Édition
Nouvelle parution
N. Cassady, Première jeunesse

N. Cassady, Première jeunesse

Publié le par Nicolas Geneix

Neal Cassady, Première jeunesse

Traduit de l'américain par Gérard Guégan.

Paris : Les Belles Lettres, 2015.

320 p.

EAN 9782251210247

14,90 EUR

Présentation de l'éditeur :

« C'est peu après sa rencontre avec Kerouac et Ginsberg que Cassady entame Première jeunesse : premier tiers de son autobiographie, qui sera publiée en 1971, trois ans après sa mort. Il y raconte une enfance sordide dans une famille de ploucs, auprès d’un père alcoolo qui le traîne, en auto-stop ou en resquilleur sur des trains de marchandises, à travers une Amérique de trimards et de clochards : saga mi-cocasse, mi-tragique d’un futur hors-la-loi ayant grandi dans un monde vagabond et insalubre, identique à celui des pionniers de l’Ouest sauvage. Le récit s’interrompt bien avant l’irruption de Kerouac.
Mais l’édition que nous propose ici Gérard Guégan englobe un complément : des textes en friche, lettres, récits de dragues, digressions et confessions : le type de flux verbal dont Kerouac était admiratif et jaloux, dont il chercha à imiter le tempo, de la prose beat type, avec pick up, petites brunes et surdoses. »
Jean-Luc Douin, Le Monde

Neal Cassady (1926-1968) est une personnalité de la Beat Generation, le Dean Moriarty de Jack Kerouac dans son livre culte Sur la route. C’est sur la route, d’ailleurs, entre Salt Lake City et Denver, que Maud Cassady, en 1926, met au monde son neuvième enfant, Neal. Sa mère meurt alors qu’il n’a que dix ans. Il est élevé par son père alcoolique. Il connaît très tôt une vie de délinquance et les maisons de correction.
Mais l’énergie est là : « À vingt ans j’avais volé 500 voitures et connu autant de femmes. » Son parcours s’achève en février 1968, dans le désert mexicain, où il meurt d’une overdose, mais sa légende, elle, commence.

Extrait :

Pendant toute une période, je fis figure d'exception : au sein de l’humanité souffrante qui hantait les rues des bas-quartiers de Denver, il n’y avait alors personne d’aussi jeune que moi. Perdu au milieu de tant de morts vivants qui ne se laissaient guider, chacun pour une bonne raison,
que par le désir de finir leur existence dans le ruisseau, j’étais bien le seul à pouvoir, jour après jour, leur évoquer une enfance à jamais révolue, de telle sorte que, la greffe ayant pris, une bonne vingtaine de ces débris humains en vinrent à m’adopter comme leur propre enfant.

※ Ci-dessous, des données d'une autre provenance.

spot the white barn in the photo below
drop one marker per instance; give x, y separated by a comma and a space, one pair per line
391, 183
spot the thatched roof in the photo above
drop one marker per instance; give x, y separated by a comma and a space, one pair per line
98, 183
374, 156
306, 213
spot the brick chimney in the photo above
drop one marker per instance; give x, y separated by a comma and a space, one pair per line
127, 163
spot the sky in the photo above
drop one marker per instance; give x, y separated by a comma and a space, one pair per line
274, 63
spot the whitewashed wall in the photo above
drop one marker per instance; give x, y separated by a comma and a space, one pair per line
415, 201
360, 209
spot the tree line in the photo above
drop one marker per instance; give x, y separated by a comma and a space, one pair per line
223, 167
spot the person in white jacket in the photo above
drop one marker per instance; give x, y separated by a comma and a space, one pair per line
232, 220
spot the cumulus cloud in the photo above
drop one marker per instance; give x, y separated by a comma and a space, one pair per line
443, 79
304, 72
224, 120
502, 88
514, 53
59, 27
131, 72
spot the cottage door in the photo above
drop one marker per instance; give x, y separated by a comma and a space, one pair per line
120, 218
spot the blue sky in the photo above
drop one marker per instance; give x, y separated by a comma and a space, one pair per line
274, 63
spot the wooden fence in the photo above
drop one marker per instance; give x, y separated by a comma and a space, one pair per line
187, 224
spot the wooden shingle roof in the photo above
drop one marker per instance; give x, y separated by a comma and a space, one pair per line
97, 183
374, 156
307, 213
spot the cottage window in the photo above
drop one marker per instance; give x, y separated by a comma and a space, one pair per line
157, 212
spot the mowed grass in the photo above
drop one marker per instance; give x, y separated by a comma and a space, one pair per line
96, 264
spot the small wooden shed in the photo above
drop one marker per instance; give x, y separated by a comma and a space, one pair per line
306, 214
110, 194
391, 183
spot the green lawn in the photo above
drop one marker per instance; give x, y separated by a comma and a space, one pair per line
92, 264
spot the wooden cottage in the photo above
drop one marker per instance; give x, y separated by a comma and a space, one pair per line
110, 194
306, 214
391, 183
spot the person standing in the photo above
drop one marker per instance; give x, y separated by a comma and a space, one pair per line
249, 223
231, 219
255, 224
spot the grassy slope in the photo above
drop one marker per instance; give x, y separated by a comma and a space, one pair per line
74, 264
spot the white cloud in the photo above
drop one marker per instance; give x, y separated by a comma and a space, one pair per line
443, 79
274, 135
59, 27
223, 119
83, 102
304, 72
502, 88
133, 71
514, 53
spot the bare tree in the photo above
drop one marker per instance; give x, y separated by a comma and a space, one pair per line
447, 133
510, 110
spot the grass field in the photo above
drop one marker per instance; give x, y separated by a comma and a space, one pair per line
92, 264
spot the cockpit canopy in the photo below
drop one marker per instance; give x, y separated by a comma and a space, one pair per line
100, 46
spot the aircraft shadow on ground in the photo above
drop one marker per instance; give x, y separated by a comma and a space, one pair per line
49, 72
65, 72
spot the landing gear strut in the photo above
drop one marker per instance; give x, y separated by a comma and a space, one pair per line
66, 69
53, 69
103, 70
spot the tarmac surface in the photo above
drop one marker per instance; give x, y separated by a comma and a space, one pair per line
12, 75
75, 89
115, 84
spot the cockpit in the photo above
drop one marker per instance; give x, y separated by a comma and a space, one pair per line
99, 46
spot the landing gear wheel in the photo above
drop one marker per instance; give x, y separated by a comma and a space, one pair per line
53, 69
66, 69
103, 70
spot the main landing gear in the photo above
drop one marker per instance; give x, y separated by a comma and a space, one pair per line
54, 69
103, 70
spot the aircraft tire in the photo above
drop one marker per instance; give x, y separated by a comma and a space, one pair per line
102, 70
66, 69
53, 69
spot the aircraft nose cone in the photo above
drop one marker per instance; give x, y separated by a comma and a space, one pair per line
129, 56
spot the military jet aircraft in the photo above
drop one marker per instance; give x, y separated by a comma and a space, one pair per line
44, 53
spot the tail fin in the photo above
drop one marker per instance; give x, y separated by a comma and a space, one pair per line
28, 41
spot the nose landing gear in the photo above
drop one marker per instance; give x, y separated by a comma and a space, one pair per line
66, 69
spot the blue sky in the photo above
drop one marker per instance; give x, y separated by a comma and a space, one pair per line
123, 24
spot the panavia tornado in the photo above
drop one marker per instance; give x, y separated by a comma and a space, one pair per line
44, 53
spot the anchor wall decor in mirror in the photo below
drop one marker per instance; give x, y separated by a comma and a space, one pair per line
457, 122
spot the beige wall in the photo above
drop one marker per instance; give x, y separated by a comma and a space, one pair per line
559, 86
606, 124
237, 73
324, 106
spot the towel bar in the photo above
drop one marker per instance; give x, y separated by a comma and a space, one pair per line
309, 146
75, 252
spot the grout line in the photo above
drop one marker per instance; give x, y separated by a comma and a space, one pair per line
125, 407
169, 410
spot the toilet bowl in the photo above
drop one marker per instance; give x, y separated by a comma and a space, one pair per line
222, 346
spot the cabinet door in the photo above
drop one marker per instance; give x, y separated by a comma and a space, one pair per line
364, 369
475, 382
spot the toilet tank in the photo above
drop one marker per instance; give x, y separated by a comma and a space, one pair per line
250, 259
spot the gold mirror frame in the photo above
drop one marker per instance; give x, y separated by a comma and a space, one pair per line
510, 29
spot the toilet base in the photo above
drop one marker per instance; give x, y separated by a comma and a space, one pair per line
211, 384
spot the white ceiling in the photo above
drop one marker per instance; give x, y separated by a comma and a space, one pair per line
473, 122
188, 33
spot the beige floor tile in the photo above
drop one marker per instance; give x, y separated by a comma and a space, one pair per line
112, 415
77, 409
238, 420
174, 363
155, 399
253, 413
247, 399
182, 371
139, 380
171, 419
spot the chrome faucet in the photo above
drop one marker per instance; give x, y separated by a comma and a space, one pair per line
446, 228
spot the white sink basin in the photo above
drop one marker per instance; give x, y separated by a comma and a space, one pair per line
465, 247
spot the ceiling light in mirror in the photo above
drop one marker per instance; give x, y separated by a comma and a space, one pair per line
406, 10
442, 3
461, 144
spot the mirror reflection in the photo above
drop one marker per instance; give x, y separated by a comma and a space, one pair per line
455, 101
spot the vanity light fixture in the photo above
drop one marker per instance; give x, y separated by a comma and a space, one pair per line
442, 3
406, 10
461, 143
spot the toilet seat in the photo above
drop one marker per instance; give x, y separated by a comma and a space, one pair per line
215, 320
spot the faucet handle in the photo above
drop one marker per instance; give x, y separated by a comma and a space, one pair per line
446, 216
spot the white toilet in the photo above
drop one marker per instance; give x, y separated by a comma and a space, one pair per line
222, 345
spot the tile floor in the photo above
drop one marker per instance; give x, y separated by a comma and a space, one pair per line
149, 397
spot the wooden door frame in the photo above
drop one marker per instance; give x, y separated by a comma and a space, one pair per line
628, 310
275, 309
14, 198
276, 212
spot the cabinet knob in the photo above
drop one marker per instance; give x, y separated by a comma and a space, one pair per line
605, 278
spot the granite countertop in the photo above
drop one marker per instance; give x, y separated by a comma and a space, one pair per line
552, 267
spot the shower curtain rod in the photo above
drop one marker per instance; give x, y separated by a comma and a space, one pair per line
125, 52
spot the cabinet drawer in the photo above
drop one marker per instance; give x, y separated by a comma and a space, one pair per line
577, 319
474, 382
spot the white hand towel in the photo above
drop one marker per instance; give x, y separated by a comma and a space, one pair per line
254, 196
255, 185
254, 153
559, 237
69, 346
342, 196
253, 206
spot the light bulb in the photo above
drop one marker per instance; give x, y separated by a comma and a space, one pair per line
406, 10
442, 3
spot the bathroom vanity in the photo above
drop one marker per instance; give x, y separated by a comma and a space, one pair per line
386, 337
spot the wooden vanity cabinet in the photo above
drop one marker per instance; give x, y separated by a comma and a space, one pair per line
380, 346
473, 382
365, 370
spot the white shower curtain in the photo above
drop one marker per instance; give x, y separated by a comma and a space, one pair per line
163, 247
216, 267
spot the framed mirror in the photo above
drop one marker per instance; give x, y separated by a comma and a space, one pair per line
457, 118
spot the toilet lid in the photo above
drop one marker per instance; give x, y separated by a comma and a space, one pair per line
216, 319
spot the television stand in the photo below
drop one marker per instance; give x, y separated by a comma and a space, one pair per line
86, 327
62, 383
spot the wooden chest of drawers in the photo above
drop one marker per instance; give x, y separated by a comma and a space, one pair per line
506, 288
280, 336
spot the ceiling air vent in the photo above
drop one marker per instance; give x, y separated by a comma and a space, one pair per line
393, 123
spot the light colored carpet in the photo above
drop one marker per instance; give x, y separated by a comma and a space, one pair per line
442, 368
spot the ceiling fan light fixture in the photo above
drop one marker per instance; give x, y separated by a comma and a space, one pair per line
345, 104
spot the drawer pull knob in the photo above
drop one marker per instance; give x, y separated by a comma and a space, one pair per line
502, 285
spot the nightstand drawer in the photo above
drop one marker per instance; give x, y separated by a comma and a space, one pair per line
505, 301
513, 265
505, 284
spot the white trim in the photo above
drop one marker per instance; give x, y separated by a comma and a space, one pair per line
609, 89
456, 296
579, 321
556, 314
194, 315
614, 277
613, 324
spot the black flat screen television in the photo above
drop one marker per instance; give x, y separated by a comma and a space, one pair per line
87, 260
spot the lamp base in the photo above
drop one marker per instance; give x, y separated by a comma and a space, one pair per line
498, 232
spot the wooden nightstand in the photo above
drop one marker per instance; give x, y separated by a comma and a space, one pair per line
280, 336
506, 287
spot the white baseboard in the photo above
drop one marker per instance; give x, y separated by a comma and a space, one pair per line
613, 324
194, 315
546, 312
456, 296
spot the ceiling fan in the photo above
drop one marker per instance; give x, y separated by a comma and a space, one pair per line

Dans la pratique, j’étais sans cesse amené à faire la connaissance des nouveaux compagnons de beuverie de mon père qui n’était pas peu fier de me présenter comme « la chair de sa chair ». Après une petite tape sur la tête, j’avais droit, neuf fois sur dix, à ce coup d’oeil goguenard censé exprimer une certaine perplexité, et qui ne pouvait s’interpréter que par : « Je peux lui en offrir un ? » Saisissant d’autant plus facilement l’allusion que l’autre brandissait sa bouteille, mon père se fendait illico d’un sempiternel : « C’est à lui qu’il faut le demander ! », me laissant alors le soin de feindre l’embarras poli : « Non, merci, monsieur. »
Bien sûr, ça n’arrivait qu’en de grandes occasions, lorsqu’ils avaient pu se payer quelque chose de buvable, comme du vin. Sinon, les jours de dèche quand on manquait de presque tout, sauf d’alcool à brûler (« pur jus de réchaud ») ou de lotion capillaire, tout ce petit cinéma m’était épargné. (Page 73)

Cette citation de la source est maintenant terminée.